Inevitably the sea-breeze came up and the waves became messier as the day went on, but they held their size. Maybe even got a little bigger. It was a nice day to be at the beach too. Warm Wairarapa summer weather. The clubbies had their flags out, kids were swimming, two lifesavers in an IRB patrolled the beach. And we plowed on with the contest.

By mid-afternoon we were running the long-board ‘final’. Which was, in reality, just a mega-heat for the 6 longboarders who had shown up that morning. I gave them half an hour in the water. They needed it. It was low tide and the paddle out took even the better longboarders 10 minutes slogging out against windblown lines of white water. A couple of them struggled to get out at all. One overweight guy only made it through a triumph of will that should have seen him awarded first prize simply for tenacity.

Anyhow, eventually they all made it out the back and we started the heat. Which was when the head lifesaver came jogging down the beach towards is, beer belly bouncing under his yellow shirt, jandals kicking sand into the wind.

“Hey. You gotta get your surfers out of the water. The guys on the IRB radioed in to say they spotted a shark.”

He then turned on his heels and ran off to help in summoning the teenage swimmers to the beach.

“Shit. What do I do?”

Lars was nonplussed.

“Don’t worry about it. It’s probably just a dogfish. And, anyway, they’re only long boarders.”

The other judges were no more help.

“Uh dunno mate. Up to you.”

Such is the loneliness of leadership.

“Fuck – alright. We gotta get them out of the water.
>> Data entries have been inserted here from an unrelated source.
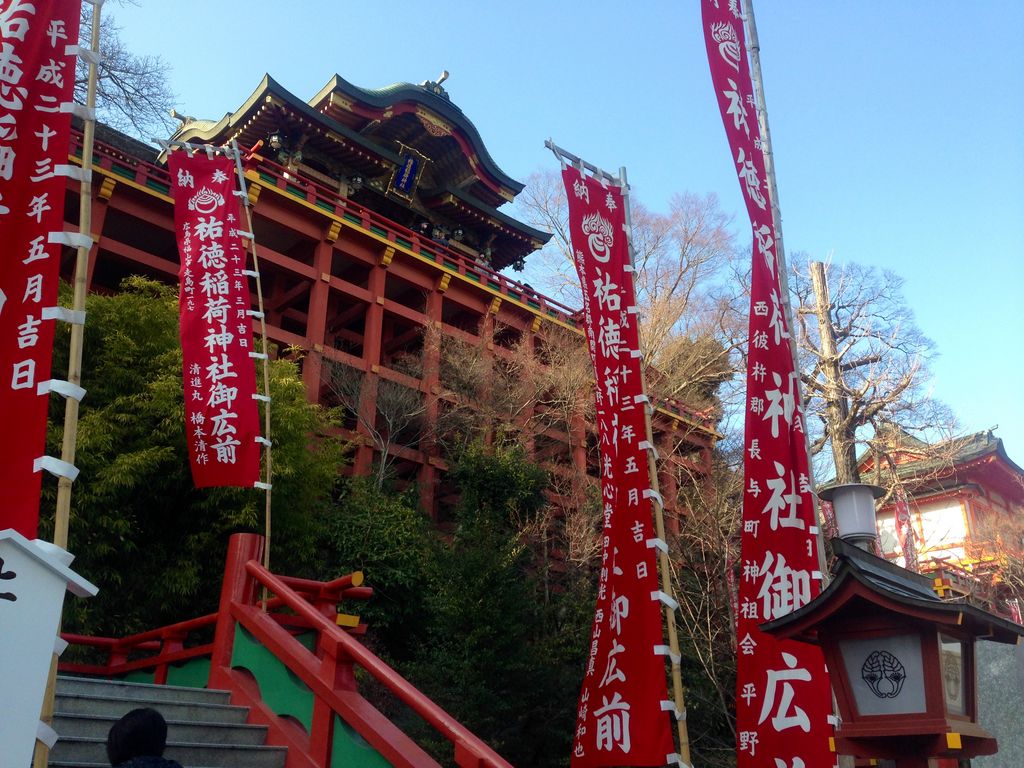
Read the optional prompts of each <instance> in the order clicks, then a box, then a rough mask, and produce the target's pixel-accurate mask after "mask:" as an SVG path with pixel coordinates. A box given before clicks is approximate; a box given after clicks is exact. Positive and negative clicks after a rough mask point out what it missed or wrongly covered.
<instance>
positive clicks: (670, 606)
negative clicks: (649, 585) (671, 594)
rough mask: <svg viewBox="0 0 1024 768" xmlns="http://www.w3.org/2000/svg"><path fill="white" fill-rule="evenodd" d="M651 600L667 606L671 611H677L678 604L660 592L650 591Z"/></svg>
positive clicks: (670, 595)
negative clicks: (669, 607) (670, 609)
mask: <svg viewBox="0 0 1024 768" xmlns="http://www.w3.org/2000/svg"><path fill="white" fill-rule="evenodd" d="M650 599H651V600H657V601H658V602H660V603H662V604H664V605H668V606H669V607H670V608H671V609H672V610H679V603H677V602H676V601H675V599H674V598H673V597H672V595H670V594H668V593H666V592H662V590H652V591H651V593H650Z"/></svg>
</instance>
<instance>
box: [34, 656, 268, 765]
mask: <svg viewBox="0 0 1024 768" xmlns="http://www.w3.org/2000/svg"><path fill="white" fill-rule="evenodd" d="M229 698H230V696H229V694H228V693H227V692H226V691H211V690H205V689H203V688H185V687H181V686H164V685H150V684H146V683H126V682H122V681H108V680H96V679H89V678H72V677H62V676H61V677H58V678H57V687H56V699H55V701H54V714H53V727H54V729H55V730H56V732H57V733H58V734H59V739H58V740H57V742H56V743H55V744H54V745H53V750H52V751H51V752H50V760H49V766H50V768H109V763H108V761H106V734H108V732H109V731H110V728H111V726H112V725H114V723H115V722H117V721H118V720H119V719H120V718H121V717H123V716H124V715H125V714H127V713H128V712H130V711H131V710H134V709H137V708H139V707H152V708H153V709H155V710H157V711H158V712H159V713H160V714H161V715H163V716H164V718H165V719H166V720H167V731H168V732H167V751H166V752H165V754H164V757H166V758H168V759H169V760H176V761H177V762H178V763H180V764H181V765H182V766H187V768H284V765H285V760H286V758H287V754H288V751H287V750H286V749H285V748H282V746H264V745H263V742H264V740H265V738H266V728H264V727H262V726H256V725H248V724H247V723H246V720H247V718H248V715H249V711H248V710H247V709H246V708H244V707H231V706H230V705H229V703H228V700H229Z"/></svg>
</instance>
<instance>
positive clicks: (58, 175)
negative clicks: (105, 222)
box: [53, 165, 92, 247]
mask: <svg viewBox="0 0 1024 768" xmlns="http://www.w3.org/2000/svg"><path fill="white" fill-rule="evenodd" d="M53 175H54V176H66V177H68V178H73V179H75V180H76V181H78V182H79V183H81V182H82V181H85V171H84V170H82V169H81V168H79V167H78V166H77V165H55V166H53ZM89 240H90V243H89V246H90V247H91V246H92V243H91V240H92V239H91V238H90V239H89Z"/></svg>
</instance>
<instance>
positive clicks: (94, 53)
mask: <svg viewBox="0 0 1024 768" xmlns="http://www.w3.org/2000/svg"><path fill="white" fill-rule="evenodd" d="M65 55H66V56H78V57H79V58H81V59H82V60H83V61H85V62H86V63H91V65H96V66H97V67H98V66H99V65H100V63H102V62H103V60H104V59H105V56H104V55H103V54H102V53H100V52H99V51H95V50H93V49H92V48H85V47H83V46H81V45H66V46H65Z"/></svg>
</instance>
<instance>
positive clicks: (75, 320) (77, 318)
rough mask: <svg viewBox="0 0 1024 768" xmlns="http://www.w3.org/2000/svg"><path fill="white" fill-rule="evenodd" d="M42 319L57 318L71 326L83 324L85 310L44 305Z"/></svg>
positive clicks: (56, 306)
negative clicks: (67, 323) (68, 324)
mask: <svg viewBox="0 0 1024 768" xmlns="http://www.w3.org/2000/svg"><path fill="white" fill-rule="evenodd" d="M43 319H58V321H63V322H65V323H68V324H70V325H73V326H84V325H85V311H84V310H79V309H69V308H68V307H65V306H44V307H43Z"/></svg>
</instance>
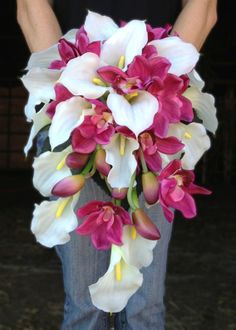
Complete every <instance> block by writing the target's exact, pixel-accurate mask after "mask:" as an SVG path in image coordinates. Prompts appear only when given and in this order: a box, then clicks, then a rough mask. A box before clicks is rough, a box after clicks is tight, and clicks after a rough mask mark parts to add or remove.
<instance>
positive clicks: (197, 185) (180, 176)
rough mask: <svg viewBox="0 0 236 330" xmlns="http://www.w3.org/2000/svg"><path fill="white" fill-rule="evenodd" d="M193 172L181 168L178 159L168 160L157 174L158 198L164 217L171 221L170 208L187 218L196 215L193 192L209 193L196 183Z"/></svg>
mask: <svg viewBox="0 0 236 330" xmlns="http://www.w3.org/2000/svg"><path fill="white" fill-rule="evenodd" d="M194 179H195V177H194V173H193V171H191V170H183V169H182V167H181V161H180V160H173V161H172V162H170V163H169V164H168V165H167V166H166V167H165V168H164V169H163V170H162V171H161V172H160V175H159V178H158V180H159V184H160V185H159V198H160V203H161V206H162V208H163V211H164V214H165V217H166V219H167V220H168V221H172V220H173V218H174V213H173V211H172V210H171V209H170V208H174V209H176V210H179V211H180V212H181V213H182V214H183V216H184V217H185V218H187V219H189V218H193V217H195V216H196V213H197V211H196V204H195V201H194V199H193V197H192V195H193V194H203V195H209V194H211V191H210V190H208V189H206V188H203V187H200V186H198V185H196V184H195V183H193V182H194Z"/></svg>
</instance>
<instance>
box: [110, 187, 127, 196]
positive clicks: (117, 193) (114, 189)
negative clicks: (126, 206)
mask: <svg viewBox="0 0 236 330" xmlns="http://www.w3.org/2000/svg"><path fill="white" fill-rule="evenodd" d="M127 191H128V188H121V189H119V188H113V189H112V197H113V198H115V199H124V198H125V197H126V196H127Z"/></svg>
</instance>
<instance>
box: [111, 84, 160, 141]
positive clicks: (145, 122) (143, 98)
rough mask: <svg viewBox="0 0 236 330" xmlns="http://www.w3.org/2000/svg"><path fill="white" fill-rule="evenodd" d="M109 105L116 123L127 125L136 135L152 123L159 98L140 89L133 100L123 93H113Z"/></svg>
mask: <svg viewBox="0 0 236 330" xmlns="http://www.w3.org/2000/svg"><path fill="white" fill-rule="evenodd" d="M107 105H108V107H109V109H110V110H111V112H112V115H113V117H114V119H115V121H116V123H117V124H118V125H121V126H127V127H128V128H129V129H130V130H131V131H132V132H134V134H135V135H136V136H138V135H139V133H141V132H142V131H144V130H145V129H146V128H148V127H149V126H150V125H151V124H152V122H153V118H154V116H155V114H156V112H157V111H158V107H159V104H158V101H157V99H156V98H155V97H154V96H153V95H152V94H150V93H149V92H146V91H139V92H138V95H137V96H135V97H134V98H132V99H131V101H128V100H127V99H126V98H125V97H124V96H122V95H119V94H116V93H111V94H109V96H108V98H107Z"/></svg>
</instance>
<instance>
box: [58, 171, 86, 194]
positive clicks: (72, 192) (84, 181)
mask: <svg viewBox="0 0 236 330" xmlns="http://www.w3.org/2000/svg"><path fill="white" fill-rule="evenodd" d="M84 183H85V178H84V176H83V175H81V174H77V175H72V176H68V177H67V178H64V179H62V180H61V181H59V182H58V183H56V184H55V186H54V187H53V189H52V194H53V195H54V196H58V197H68V196H72V195H74V194H76V193H77V192H79V191H80V190H81V189H82V188H83V186H84Z"/></svg>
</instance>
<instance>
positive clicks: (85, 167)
mask: <svg viewBox="0 0 236 330" xmlns="http://www.w3.org/2000/svg"><path fill="white" fill-rule="evenodd" d="M94 157H95V152H93V154H92V156H91V157H90V159H89V161H88V163H87V164H86V166H85V168H84V169H83V171H82V172H81V173H80V174H82V175H87V174H88V173H89V172H90V170H91V168H92V167H93V162H94Z"/></svg>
Hey. HHHHEEEEYYY!!!! Come in. COME IN. Shark!”

James started sounding the siren which we used to start and finish heats. And everyone began waving towels and t-shirts.

“Shark! Come in! Shark!”

It took them a while, but eventually the longboarders figured something was up and came crashing in through the white water. Gathering around me. With puffed and puzzled looks on their faces.

“Sorry guys. The lifeguards spotted a shark. I just thought it would be safer to get you out of the water.”

“Are you sure mate – we didn’t see anything.” The overweight guy looked particularly pained. All that wasted effort.

“Yes of course I’m sure. The water’s as murky as out there. I’m not surprised you didn’t see it.”

“There’s no sharks at Riversdale…”

“…it was probably just a dogfish.”

“I’m telling you. The lifeguard said it was a shark.”

And that was the moment the lifeguard chose to return.

“Just heard back from the guys on the boat. You can start your contest again. The shark’s only 2 foot long.”

“Two feet?”

“Two feet. The fin looked bigger but it’s tiny. Just a dogfish.”

“Oh, um, good news. Great, um back out into the water then guys(?).”

And so it was that the only casualty of the great Riversdale shark siting of 2005 was my already tenuous motivation to run surf contests. Eaten by a dogfish.